Well, stop the presses: Bill Kristol and I agree on something. In his current Weekly Standard column, Kristol criticizes Glenn Beck for his “caliphate taking over the Middle East from Morocco to the Philippines, and lists (invents?) the connections between caliphate-promoters and the American left,” charging that he “brings to mind no one so much as Robert Welch and the John Birch Society.”
Kristol is this close to Roger Ailes and the heart of Fox News, so if Kristol is criticizing Beck, then that means that the sharks, instead of being jumped over by Beck, are in the water looking for his blood. Conservative annoyance with Glenn Beck’s messianism has been growing. Sarah Posner wrote about conservatives’ discomfort with Beck in September for RD, and with Beck’s plunging ratings, perhaps the apocalyptic end is not too far away for his television show.

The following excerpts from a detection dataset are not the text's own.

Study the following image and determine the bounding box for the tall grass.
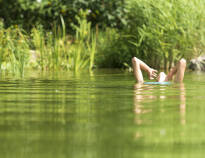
[0,23,29,75]
[32,11,96,72]
[0,10,96,76]
[125,0,205,69]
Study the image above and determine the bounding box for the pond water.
[0,70,205,158]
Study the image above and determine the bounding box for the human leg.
[132,57,144,83]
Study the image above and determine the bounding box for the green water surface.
[0,70,205,158]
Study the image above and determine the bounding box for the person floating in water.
[132,57,186,83]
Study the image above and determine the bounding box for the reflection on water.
[0,71,205,158]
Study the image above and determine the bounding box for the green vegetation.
[0,0,205,74]
[0,10,96,75]
[98,0,205,69]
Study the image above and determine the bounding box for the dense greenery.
[97,0,205,68]
[0,11,96,75]
[0,0,205,74]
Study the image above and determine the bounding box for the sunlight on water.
[0,71,205,158]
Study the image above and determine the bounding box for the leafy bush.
[96,0,205,69]
[0,0,126,32]
[125,0,205,68]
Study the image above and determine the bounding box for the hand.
[148,68,158,80]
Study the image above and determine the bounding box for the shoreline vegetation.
[0,0,205,76]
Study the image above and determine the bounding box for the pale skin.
[132,57,186,83]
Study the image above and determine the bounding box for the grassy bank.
[0,0,205,75]
[97,0,205,69]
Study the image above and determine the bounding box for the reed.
[125,0,205,69]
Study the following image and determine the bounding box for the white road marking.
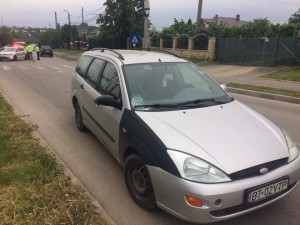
[2,66,11,70]
[35,66,45,70]
[48,65,59,70]
[63,65,74,69]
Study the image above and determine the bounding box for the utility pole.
[144,0,150,48]
[64,10,73,48]
[81,7,85,34]
[197,0,203,29]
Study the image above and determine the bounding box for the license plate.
[247,178,289,203]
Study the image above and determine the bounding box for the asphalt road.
[0,58,300,225]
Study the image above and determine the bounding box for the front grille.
[210,182,297,217]
[228,158,288,181]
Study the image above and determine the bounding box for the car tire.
[74,102,87,132]
[124,154,157,210]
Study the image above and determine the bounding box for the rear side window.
[85,59,104,88]
[100,62,121,99]
[76,56,93,77]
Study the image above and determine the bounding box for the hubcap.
[131,165,150,197]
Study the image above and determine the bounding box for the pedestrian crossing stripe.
[2,66,11,70]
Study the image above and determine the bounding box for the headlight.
[283,132,299,163]
[168,150,231,183]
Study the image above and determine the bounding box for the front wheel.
[124,154,157,210]
[74,102,87,131]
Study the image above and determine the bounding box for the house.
[202,14,248,27]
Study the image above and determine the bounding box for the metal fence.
[217,37,300,66]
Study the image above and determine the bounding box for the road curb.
[227,87,300,104]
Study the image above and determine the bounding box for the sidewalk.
[200,63,300,104]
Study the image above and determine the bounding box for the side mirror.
[220,84,227,91]
[94,95,122,110]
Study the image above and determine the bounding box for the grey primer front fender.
[119,109,180,177]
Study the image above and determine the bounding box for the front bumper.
[148,157,300,223]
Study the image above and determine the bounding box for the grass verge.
[261,66,300,82]
[0,93,107,225]
[227,83,300,98]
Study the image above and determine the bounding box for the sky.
[0,0,300,29]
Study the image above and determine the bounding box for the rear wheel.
[124,154,156,210]
[74,102,87,131]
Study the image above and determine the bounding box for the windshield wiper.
[134,104,177,109]
[177,98,219,106]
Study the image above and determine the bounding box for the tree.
[289,9,300,24]
[97,0,144,48]
[241,18,273,38]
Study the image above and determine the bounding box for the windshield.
[124,62,232,110]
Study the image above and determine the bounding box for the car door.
[79,58,105,133]
[92,62,123,160]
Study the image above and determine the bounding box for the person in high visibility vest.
[34,45,40,60]
[26,44,34,61]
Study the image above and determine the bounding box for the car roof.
[85,49,186,64]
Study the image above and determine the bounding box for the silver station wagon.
[72,49,300,223]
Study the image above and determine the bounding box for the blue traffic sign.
[130,34,141,44]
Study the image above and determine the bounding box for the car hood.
[0,51,16,55]
[136,100,289,174]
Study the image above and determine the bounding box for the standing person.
[26,44,34,61]
[34,45,40,60]
[24,44,28,60]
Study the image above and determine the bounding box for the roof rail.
[131,48,181,58]
[90,48,124,60]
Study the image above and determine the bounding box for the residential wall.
[128,37,216,61]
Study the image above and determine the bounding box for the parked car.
[0,46,26,61]
[40,45,53,57]
[72,49,300,223]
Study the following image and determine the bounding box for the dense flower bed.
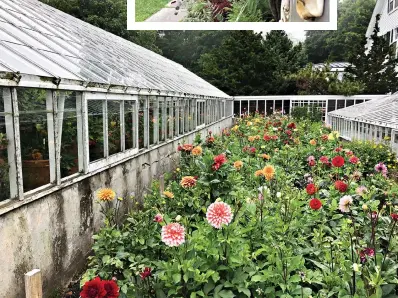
[82,116,398,298]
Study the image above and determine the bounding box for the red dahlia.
[332,156,344,168]
[80,277,107,298]
[102,280,119,298]
[306,183,317,196]
[334,180,348,192]
[310,198,322,210]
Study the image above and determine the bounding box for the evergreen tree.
[199,31,305,95]
[346,15,398,94]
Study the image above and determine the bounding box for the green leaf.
[218,290,235,298]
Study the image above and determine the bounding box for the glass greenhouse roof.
[0,0,229,97]
[329,93,398,127]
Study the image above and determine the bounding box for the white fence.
[234,95,385,122]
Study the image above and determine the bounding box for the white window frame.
[83,92,139,173]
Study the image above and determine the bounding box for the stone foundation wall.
[0,118,232,298]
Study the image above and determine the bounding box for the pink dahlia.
[206,202,232,229]
[162,223,185,246]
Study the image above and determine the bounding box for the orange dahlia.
[180,176,196,188]
[97,188,116,201]
[263,165,275,180]
[191,146,203,156]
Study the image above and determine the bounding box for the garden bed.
[82,115,398,298]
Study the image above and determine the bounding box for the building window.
[387,0,398,13]
[0,88,10,202]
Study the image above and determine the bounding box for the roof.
[0,0,229,97]
[328,93,398,128]
[312,62,351,69]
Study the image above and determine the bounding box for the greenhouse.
[328,94,398,153]
[0,0,232,297]
[0,0,398,298]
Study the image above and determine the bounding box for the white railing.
[234,95,385,122]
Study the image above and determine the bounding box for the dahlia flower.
[305,183,317,196]
[180,176,196,188]
[191,146,203,156]
[153,213,163,222]
[102,280,119,298]
[97,188,116,202]
[162,223,185,246]
[163,190,174,199]
[80,276,107,298]
[332,155,344,168]
[310,198,322,210]
[206,202,233,229]
[263,165,275,181]
[334,180,348,192]
[375,162,388,176]
[234,160,243,170]
[339,196,352,213]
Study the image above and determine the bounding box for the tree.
[156,30,231,72]
[304,0,376,63]
[292,63,364,96]
[199,31,305,95]
[346,15,398,94]
[40,0,160,53]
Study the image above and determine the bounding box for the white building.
[366,0,398,55]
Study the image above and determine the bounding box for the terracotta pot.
[22,159,50,191]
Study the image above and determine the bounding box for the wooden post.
[25,269,43,298]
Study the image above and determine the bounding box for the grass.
[135,0,169,22]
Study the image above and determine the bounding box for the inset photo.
[128,0,337,30]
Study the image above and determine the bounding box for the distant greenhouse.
[328,94,398,153]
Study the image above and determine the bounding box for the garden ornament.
[296,0,325,21]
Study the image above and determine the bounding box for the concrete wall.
[0,118,232,298]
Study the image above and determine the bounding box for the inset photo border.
[127,0,337,31]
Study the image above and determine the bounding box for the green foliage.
[82,114,398,298]
[40,0,160,53]
[346,15,398,94]
[292,63,364,96]
[199,31,304,95]
[292,105,322,122]
[304,0,376,63]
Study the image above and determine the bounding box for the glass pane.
[0,88,10,201]
[17,88,51,191]
[108,100,122,155]
[57,91,79,178]
[87,100,104,162]
[124,101,137,150]
[138,97,147,149]
[149,97,156,145]
[158,97,166,142]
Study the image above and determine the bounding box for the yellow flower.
[191,146,203,156]
[163,190,174,199]
[263,165,275,181]
[254,170,264,177]
[97,188,116,202]
[234,160,243,171]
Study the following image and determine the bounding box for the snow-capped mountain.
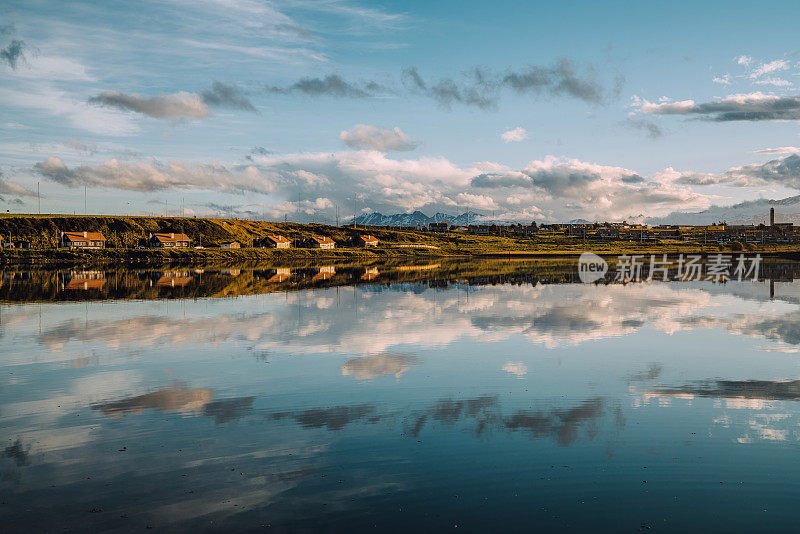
[646,195,800,225]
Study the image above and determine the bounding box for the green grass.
[0,214,800,265]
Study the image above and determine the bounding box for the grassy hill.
[0,214,798,264]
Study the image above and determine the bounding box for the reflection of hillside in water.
[0,259,800,302]
[12,272,800,354]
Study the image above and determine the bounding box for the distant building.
[267,267,292,284]
[156,271,192,287]
[147,232,192,248]
[356,235,378,247]
[64,271,106,291]
[311,265,336,282]
[428,222,450,232]
[253,234,292,248]
[361,267,381,281]
[2,239,31,250]
[310,235,336,249]
[61,232,106,250]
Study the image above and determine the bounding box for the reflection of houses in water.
[267,267,292,284]
[311,265,336,282]
[156,271,192,287]
[397,263,441,271]
[64,271,106,291]
[94,388,213,417]
[361,267,380,281]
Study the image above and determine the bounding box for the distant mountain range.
[349,195,800,226]
[349,210,485,226]
[645,195,800,225]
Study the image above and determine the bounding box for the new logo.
[578,252,608,284]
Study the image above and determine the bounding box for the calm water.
[0,263,800,532]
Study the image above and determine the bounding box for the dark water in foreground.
[0,263,800,532]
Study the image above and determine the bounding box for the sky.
[0,0,800,223]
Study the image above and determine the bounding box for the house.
[147,232,192,248]
[64,271,106,291]
[61,232,106,250]
[3,239,31,250]
[361,267,381,282]
[156,271,192,287]
[311,235,336,249]
[253,234,292,248]
[356,235,378,247]
[311,265,336,282]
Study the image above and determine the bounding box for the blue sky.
[0,0,800,221]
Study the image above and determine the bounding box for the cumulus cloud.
[200,81,256,112]
[266,74,387,98]
[402,58,623,110]
[0,172,36,197]
[471,156,709,220]
[89,91,209,121]
[0,39,25,70]
[34,156,274,193]
[339,124,419,152]
[500,126,528,143]
[35,150,724,222]
[748,59,789,80]
[625,118,664,139]
[663,153,800,190]
[633,92,800,122]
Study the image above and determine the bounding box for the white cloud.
[632,92,800,122]
[753,146,800,154]
[748,59,789,80]
[339,124,418,152]
[0,83,138,135]
[753,78,792,87]
[711,74,731,85]
[34,156,274,193]
[500,126,528,143]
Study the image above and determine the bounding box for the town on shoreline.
[0,209,800,263]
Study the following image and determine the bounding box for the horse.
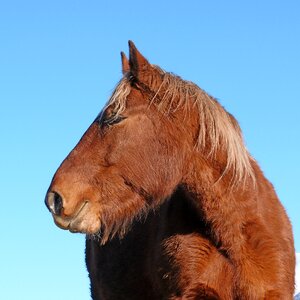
[45,41,295,300]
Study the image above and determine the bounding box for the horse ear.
[128,41,151,81]
[128,41,163,91]
[121,52,130,75]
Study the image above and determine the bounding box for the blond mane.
[107,65,255,186]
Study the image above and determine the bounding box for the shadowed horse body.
[45,42,295,300]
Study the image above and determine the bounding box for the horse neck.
[183,150,256,209]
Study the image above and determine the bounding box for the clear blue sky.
[0,0,300,300]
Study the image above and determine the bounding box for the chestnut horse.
[45,42,295,300]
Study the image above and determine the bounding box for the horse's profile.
[45,42,295,300]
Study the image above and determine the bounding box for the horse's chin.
[53,202,101,235]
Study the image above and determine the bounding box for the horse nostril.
[45,192,63,215]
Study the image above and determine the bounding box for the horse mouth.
[53,201,88,233]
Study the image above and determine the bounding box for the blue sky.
[0,0,300,300]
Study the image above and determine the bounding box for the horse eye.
[102,115,126,126]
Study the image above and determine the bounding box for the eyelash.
[101,115,126,126]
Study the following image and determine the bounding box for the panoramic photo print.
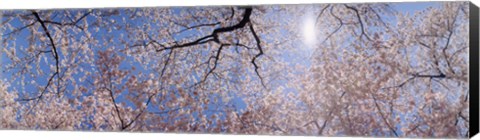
[0,1,470,138]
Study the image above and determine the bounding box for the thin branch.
[345,4,372,41]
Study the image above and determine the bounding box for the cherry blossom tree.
[0,2,469,138]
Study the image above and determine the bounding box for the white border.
[0,0,460,9]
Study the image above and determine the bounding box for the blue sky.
[0,2,446,133]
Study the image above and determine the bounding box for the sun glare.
[303,16,316,48]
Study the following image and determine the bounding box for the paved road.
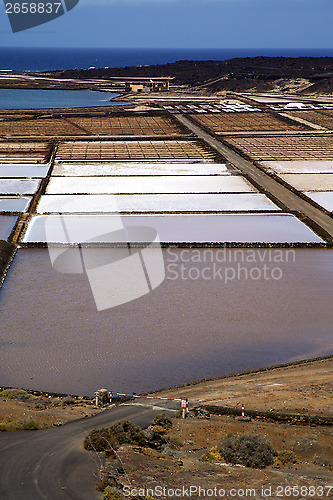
[0,404,176,500]
[174,114,333,243]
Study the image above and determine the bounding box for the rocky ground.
[97,408,333,499]
[0,358,333,500]
[0,388,102,431]
[155,357,333,417]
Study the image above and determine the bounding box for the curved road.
[0,404,175,500]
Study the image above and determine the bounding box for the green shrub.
[152,413,173,431]
[84,420,147,451]
[218,434,274,469]
[102,486,124,500]
[61,396,77,406]
[201,446,222,462]
[96,474,118,491]
[166,436,183,450]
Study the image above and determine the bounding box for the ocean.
[0,47,333,72]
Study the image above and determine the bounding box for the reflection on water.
[24,214,323,243]
[0,249,333,394]
[46,175,254,194]
[53,160,231,177]
[37,193,279,214]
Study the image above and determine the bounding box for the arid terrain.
[0,357,333,499]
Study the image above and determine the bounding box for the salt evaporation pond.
[304,191,333,212]
[23,214,323,243]
[0,196,31,212]
[0,249,333,395]
[0,179,40,194]
[281,173,333,191]
[52,161,230,177]
[260,160,333,174]
[46,175,256,194]
[0,163,50,178]
[0,89,121,109]
[37,193,280,214]
[0,215,17,240]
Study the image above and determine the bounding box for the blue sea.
[0,47,333,71]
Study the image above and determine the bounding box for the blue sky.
[0,0,333,48]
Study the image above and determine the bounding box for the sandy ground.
[0,388,101,428]
[151,357,333,417]
[104,410,333,500]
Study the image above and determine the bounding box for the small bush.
[277,450,300,465]
[61,396,77,406]
[201,446,222,462]
[218,434,274,469]
[102,486,124,500]
[84,420,147,452]
[152,413,173,431]
[166,436,183,450]
[96,474,118,491]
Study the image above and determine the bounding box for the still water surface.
[0,89,120,109]
[0,249,333,394]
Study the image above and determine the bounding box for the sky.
[0,0,333,49]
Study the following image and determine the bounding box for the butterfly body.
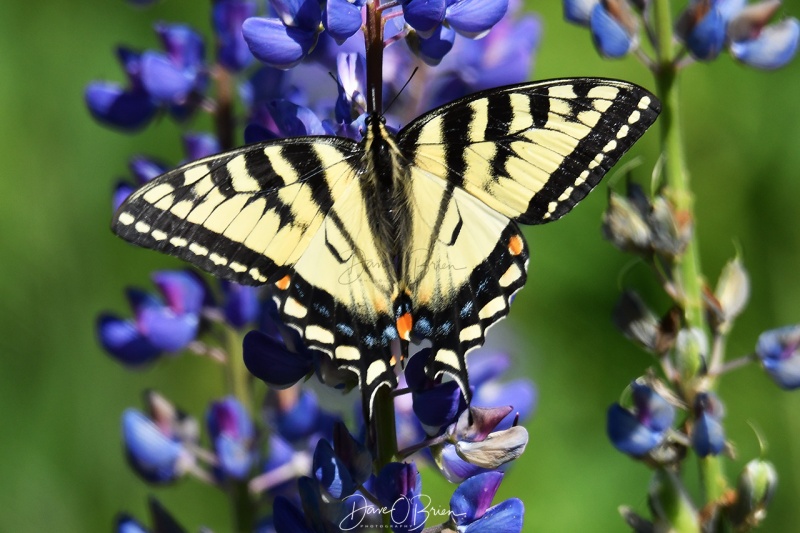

Joe Klein reports for the Time magazine blog Swampland, that Republicans are beginning to raise concerns about the “paranoid messianic rodeo clown.” Funny, but that’s offensive to rodeo clowns: they have the most dangerous job in the rodeo.
Beck’s doomsday televangelist prophet routine jeopardizes not only his show on Fox, but any chance that he can be considered to be any sort of a king- or queen-maker in the 2012 elections. His religious shtick reminds me very much of another televangelist, Gene Scott, who drew on whiteboard constantly, and shilled for thousands of dollars from his church in downtown Los Angeles, California, once showing the rear end of one of his racehorses for three hours until he raised the money he wanted from supporters. And Scott’s show similarly included anti-government rants:
Watching Scott was entertaining. Watching Beck is maddening and painful. I’ll give it to Scott, though; he at least paid for his airtime. Beck is being paid by Fox to perpetrate an even bigger fraud, and unlike Dr. Eugene Scott, he doesn’t even have a PhD.